Abstract

Magnetic resonance electrical impedance tomography (MREIT) is a new and non-invasive conductivity imaging modality, which combines the current density imaging (CDI) and the traditional electrical impedance tomography (EIT) techniques. MREIT, motivated to deal with the well-known ill-posed problem in the traditional EIT, has been applied to reconstruct the conductivities of human head tissues with higher accuracy and spatial resolution. This paper reviews the works of our MREIT research group in the past several years. We have developed several algorithms on imaging of head tissues including scalp, skull, brain (CSF, gray matter, white matter) with homogeneous and inhomogeneous conductivity distributions. We used RBF-MREIT, RSM-MREIT and ANFIS-MREIT algorithms to estimate the head tissue conductivities including anisotropic white matter characteristics. Furthermore, we have utilized the two-step MREIT algorithm and the 3-D algebraic reconstruction algorithm based on two components of the magnetic flux density to estimate inhomogeneous conductivities of human head.

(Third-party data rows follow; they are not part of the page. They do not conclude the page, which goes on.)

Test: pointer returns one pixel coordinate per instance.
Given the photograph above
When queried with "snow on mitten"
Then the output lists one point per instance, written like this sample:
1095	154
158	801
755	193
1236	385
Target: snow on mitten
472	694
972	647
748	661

Simulation studies on the concentric three-spheres and realistic geometry head model demonstrated that the proposed algorithms could reconstruct the homogeneous and inhomogeneous human head tissue conductivity distributions with high resolution. Our work so far suggests that the proposed MREIT algorithms could provide useful conductivity information for solving the EEG/MEG forward/inverse problems, and merit further investigation.